Apple avait déjà dû céder devant le Digital Markets Act – un texte qui introduit de nouvelles règles pour imposer plus de concurrence en Europe. La firme accepte ainsi à partir du 7 mars d’accepter le sideloading d’applications sur iPhone ainsi que des magasins d’applications alternatifs à l’Apple Store.
Toutefois la question de ce qu’il allait advenir de iMessage restait encore en suspens – et faisait à Bruxelles l’objet d’un intense lobbying. En effet, le DMA considère que toutes les plateformes comptant plus de 45 millions d’utilisateurs européens sont des gatekeepers, et doivent donc proposer une interopérabilité avec d’autres solutions concurrentes.
Apple ne devra pas changer quoi que ce soit dans iMessage
Si iMessage était tombé sou le coup du DMA, cela aurait voulu dire que la messagerie par défaut des iPhone aurait été obligée d’accepter des protocoles concurrents comme WhatsApp. Toutefois, au final, la Commission a décidé que la messagerie ne jouit pas d’une position suffisamment dominante pour entrer dans le périmètre de la Loi.

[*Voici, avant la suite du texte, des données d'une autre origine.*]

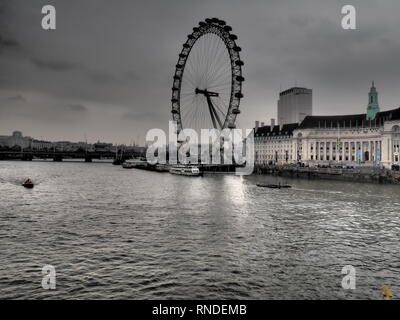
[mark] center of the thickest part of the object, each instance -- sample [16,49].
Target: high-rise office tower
[294,105]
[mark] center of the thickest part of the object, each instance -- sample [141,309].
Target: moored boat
[28,184]
[135,163]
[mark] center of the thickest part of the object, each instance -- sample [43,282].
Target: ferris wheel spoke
[206,78]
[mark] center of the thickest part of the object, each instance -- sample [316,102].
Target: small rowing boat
[274,186]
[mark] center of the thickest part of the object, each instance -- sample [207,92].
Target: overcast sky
[106,71]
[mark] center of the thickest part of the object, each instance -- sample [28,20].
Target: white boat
[185,170]
[134,163]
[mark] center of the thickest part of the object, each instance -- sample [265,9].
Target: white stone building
[372,138]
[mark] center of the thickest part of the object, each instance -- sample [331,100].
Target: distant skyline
[106,71]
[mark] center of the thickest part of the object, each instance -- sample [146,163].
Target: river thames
[113,233]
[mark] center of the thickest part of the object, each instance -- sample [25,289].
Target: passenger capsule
[235,111]
[239,62]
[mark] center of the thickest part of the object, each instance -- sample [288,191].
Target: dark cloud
[113,61]
[76,108]
[17,98]
[54,65]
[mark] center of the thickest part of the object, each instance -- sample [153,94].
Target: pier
[357,174]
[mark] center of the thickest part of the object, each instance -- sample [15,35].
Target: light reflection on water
[117,233]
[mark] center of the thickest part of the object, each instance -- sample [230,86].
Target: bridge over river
[87,156]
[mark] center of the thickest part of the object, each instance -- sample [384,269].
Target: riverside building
[371,139]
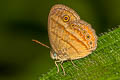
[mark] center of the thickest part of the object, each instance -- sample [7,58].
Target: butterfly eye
[66,18]
[54,54]
[72,25]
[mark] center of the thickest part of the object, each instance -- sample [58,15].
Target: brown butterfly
[70,37]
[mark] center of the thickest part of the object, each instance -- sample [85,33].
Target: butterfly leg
[74,65]
[57,66]
[62,67]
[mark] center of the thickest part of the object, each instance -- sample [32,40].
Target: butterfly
[70,37]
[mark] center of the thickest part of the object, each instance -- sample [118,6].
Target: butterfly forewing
[70,37]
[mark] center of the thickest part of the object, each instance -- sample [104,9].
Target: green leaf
[102,64]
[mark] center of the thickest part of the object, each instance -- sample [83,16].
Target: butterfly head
[53,55]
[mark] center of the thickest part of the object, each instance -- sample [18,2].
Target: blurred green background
[24,20]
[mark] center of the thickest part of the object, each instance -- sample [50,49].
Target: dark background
[24,20]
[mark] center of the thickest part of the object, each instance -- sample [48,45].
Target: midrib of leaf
[102,64]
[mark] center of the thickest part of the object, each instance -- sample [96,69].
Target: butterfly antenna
[40,43]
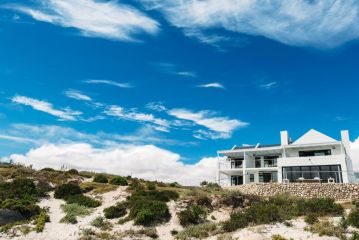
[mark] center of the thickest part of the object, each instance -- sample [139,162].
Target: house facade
[314,157]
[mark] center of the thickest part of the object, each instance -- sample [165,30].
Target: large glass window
[314,153]
[294,174]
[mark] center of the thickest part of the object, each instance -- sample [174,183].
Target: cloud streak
[65,114]
[219,127]
[321,24]
[109,82]
[111,20]
[211,85]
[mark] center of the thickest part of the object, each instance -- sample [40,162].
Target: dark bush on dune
[65,190]
[194,214]
[82,200]
[279,209]
[100,178]
[121,181]
[73,172]
[117,211]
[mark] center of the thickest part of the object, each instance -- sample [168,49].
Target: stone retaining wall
[337,191]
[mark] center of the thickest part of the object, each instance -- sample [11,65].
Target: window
[324,172]
[258,162]
[315,153]
[251,177]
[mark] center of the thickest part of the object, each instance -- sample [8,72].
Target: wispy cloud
[220,127]
[298,23]
[156,106]
[110,19]
[75,94]
[17,139]
[65,114]
[175,69]
[211,85]
[268,85]
[134,115]
[109,82]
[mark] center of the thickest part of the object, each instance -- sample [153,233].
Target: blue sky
[186,77]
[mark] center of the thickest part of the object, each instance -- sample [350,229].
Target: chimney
[345,139]
[284,139]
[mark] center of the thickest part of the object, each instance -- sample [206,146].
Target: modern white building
[314,157]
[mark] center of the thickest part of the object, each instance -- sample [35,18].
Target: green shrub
[19,188]
[194,214]
[121,181]
[326,228]
[311,218]
[73,211]
[101,223]
[197,231]
[151,186]
[41,220]
[73,172]
[237,199]
[83,200]
[25,207]
[43,188]
[100,178]
[278,237]
[148,212]
[353,217]
[136,185]
[237,221]
[65,190]
[116,211]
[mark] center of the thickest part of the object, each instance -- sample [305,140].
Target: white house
[314,157]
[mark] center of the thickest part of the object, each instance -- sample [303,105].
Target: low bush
[101,223]
[73,172]
[353,218]
[65,190]
[149,212]
[83,201]
[73,211]
[197,231]
[326,228]
[194,214]
[117,211]
[121,181]
[41,220]
[237,199]
[25,207]
[100,178]
[19,188]
[279,209]
[151,186]
[311,218]
[278,237]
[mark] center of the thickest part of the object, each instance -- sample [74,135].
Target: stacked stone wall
[340,192]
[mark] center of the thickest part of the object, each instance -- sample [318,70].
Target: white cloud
[110,19]
[156,106]
[77,95]
[43,106]
[146,161]
[221,127]
[212,85]
[323,23]
[16,139]
[355,154]
[109,82]
[134,115]
[268,85]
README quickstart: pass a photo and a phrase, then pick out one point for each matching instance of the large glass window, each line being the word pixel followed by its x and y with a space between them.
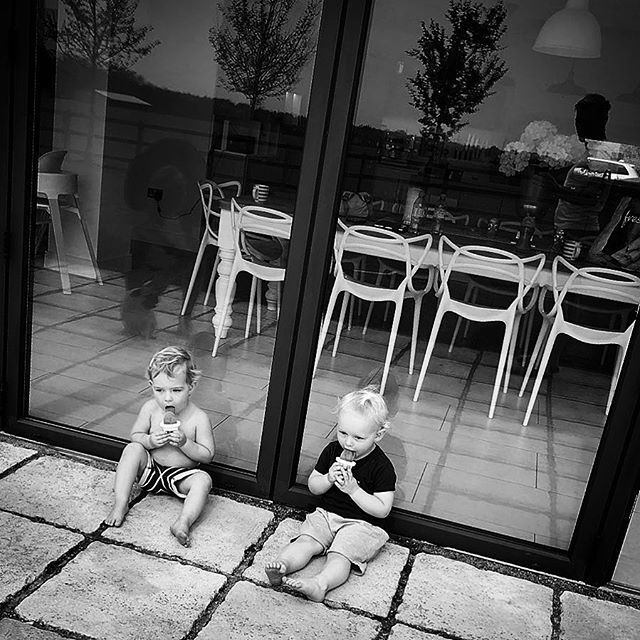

Même avis pour Microsoft avec le moteur de recherche Bing (moins de 3% de part de marché dans le monde), le navigateur Edge (installé par défaut sur Windows, mais n’atteignant que 4,6% de part de marché), ou les services publicitaires de la firme.
Si l’on comprend facilement pourquoi la Commission a décidé de ne pas appliquer le DMA à Microsoft, l’explication de cette dérogation dont bénéficie Apple reste plus complexe à déterminer. iMessage reste en effet la messagerie de choix des utilisateurs d’iPhone.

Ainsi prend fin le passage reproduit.